We’re keeping it a secret.
"zero shot" = ask an LLM to do it with a prompt
"few shot" = show a model (maybe an LLM) a few examples; LLMs perform well with "in context learning" which means giving a prompt AND showing some examples
"many shot" = train a model with many (typically 1000s) of examples.
The more training examples you have, the better results you get. A lot of people are seduced by ChatGPT because it promises fast results without a lot of hard work, rigorous thinking, and such, but you get back what you put in.
My RSS reader and agent YOShInOn uses
to transform documents into vectors and then I apply classical ML techniques such as the support vector machine, logistic regression, k-means clustering and such. I used to do the same things with bag-of-words model, BERT-like models give a significant boost to the accuracy, are simple to implement, and run quickly. I can write a script that tests 1000s of alternative models a day.
The main classification YOShInOn does is "will I like this content?" which is a rather fuzzy problem that won't retest perfectly. I tried applying a fine-tuned model to this problem and after a few days of trying different things I developed a procedure that took 30 minutes to make a model about as good as my classical ML model take took more like 30 seconds to train. If my problem wasn't so fuzzy I'd benefit more from the fine tuning and someday I might apply YOShInOn to make a training set for a better defined problem but I am delighted with the system I have now because it does things that I've dreamed of for 20 years.

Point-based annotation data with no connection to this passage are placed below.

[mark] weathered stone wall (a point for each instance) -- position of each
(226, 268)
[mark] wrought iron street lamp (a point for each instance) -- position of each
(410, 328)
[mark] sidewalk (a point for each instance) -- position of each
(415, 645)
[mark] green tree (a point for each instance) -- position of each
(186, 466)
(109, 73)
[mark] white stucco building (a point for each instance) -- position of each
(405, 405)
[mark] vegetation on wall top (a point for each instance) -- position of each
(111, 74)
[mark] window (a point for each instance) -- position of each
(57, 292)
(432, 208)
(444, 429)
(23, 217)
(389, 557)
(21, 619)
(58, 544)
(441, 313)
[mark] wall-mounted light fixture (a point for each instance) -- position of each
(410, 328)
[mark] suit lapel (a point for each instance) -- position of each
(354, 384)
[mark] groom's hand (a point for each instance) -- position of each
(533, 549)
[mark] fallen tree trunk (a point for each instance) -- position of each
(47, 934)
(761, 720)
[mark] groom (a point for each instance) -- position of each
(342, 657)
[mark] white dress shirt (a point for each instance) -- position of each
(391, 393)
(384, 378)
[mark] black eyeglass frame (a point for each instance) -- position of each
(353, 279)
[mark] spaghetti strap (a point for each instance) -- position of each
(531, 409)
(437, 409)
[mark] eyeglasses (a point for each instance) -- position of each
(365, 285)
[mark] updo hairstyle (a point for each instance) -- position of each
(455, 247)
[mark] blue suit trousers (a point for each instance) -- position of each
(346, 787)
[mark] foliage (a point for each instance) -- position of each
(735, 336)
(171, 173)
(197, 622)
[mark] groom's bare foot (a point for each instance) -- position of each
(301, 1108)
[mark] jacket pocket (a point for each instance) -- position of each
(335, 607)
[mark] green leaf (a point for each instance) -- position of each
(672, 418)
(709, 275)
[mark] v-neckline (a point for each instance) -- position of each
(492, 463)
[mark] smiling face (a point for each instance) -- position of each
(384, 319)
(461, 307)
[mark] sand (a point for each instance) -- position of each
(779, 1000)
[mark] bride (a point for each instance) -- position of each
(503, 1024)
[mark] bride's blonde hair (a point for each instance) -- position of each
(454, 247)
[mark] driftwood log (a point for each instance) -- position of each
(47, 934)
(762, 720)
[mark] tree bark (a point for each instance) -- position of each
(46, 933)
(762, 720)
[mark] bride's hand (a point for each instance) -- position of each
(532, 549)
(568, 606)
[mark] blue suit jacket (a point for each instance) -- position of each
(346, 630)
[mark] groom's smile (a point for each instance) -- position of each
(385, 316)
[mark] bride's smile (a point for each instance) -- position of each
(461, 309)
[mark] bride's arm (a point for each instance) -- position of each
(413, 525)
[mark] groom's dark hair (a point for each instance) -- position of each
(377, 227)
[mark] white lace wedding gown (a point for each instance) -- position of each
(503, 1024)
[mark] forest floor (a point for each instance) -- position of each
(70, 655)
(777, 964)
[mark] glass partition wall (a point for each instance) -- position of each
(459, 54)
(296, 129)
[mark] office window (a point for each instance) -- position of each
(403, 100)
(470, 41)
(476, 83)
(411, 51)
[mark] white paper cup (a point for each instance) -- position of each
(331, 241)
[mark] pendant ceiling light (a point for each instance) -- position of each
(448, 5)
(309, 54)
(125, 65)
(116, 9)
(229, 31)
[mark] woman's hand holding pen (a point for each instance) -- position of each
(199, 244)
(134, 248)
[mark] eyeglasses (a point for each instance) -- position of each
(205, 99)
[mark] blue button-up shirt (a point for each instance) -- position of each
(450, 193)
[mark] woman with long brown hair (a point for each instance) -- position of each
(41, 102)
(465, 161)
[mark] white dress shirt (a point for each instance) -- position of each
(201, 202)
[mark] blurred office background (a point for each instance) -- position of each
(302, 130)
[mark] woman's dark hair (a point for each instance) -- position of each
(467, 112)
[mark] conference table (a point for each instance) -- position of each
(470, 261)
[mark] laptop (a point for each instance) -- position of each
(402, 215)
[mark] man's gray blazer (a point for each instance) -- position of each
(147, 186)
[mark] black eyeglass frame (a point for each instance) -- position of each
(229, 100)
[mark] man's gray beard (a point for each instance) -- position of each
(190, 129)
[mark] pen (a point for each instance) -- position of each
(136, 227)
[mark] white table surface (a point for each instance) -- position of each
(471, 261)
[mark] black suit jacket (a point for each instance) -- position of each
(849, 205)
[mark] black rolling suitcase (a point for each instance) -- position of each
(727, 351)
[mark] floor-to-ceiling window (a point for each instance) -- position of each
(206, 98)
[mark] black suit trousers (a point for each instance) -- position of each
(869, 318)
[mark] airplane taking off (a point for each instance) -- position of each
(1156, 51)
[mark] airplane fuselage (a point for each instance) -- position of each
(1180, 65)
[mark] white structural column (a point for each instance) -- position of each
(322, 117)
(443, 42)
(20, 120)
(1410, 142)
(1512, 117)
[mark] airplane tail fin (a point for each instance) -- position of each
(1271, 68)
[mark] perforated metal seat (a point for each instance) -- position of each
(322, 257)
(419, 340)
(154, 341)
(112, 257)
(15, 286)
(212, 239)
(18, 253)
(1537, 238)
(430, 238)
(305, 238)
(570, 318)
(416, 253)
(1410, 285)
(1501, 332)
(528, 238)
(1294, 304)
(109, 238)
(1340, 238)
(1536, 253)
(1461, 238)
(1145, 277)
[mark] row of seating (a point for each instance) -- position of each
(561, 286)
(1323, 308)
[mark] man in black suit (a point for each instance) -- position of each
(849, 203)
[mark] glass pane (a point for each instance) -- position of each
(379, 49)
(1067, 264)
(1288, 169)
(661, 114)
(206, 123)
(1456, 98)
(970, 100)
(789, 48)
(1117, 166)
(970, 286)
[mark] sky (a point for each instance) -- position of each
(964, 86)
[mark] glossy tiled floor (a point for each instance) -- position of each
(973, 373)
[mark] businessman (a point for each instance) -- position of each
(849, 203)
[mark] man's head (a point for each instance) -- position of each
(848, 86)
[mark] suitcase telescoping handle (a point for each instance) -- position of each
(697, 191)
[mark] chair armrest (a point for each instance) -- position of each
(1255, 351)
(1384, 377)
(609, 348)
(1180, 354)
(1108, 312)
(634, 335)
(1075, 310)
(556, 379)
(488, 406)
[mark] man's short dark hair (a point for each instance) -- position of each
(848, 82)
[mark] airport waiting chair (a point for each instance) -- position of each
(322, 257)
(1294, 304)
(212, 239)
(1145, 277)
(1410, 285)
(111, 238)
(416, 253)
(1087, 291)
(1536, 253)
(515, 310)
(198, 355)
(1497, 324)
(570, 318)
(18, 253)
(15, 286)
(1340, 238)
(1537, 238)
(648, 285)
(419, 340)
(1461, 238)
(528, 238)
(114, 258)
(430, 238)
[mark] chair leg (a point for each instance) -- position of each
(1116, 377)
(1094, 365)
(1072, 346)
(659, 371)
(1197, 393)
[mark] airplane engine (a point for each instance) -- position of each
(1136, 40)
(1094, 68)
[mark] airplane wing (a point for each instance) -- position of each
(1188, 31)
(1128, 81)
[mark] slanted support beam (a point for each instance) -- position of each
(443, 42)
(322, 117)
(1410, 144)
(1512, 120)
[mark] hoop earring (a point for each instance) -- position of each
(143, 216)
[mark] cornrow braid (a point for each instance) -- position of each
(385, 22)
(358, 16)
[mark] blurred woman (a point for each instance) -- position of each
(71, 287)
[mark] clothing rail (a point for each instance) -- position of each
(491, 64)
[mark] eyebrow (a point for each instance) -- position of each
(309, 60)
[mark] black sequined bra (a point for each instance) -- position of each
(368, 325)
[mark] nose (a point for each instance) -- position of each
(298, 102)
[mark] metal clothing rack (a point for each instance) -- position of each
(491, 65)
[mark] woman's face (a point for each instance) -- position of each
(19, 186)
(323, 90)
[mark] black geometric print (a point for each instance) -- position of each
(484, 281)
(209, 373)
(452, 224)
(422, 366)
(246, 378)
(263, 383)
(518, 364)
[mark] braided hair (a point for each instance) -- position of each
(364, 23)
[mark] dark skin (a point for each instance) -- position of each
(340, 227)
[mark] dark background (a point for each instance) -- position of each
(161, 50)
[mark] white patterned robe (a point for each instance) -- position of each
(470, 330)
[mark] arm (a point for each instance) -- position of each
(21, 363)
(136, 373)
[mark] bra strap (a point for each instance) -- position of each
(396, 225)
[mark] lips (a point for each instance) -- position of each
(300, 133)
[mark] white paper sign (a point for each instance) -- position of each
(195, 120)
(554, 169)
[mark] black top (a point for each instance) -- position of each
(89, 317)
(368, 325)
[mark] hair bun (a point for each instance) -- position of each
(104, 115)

The whole "prompting" model is dangerously seductive for various reasons but the low-down is that language is treacherous. This classic book
https://www.amazon.com/G%C3%B6del-Escher-Bach-Eternal-Golden...
is not such an easy read but it contains some parables that explain why making a chatbot do what people would like a chatbot will be like endlessly pushing a bubble under the rug and these problems are not about the technology behind the chatbot but about the problem that they are trying to solve.
Using ChatGPT in Serbian is like talking to a really bad... bot from the 90s. It mostly feels like two bad machine translation steps to and from English in between.
So, there is a whole NLP world out there that's badly covered by OpenAI, which means lots of options for advances in ML.
Not that I find there aren't plenty of improvements to be made to ChatGPT English models too.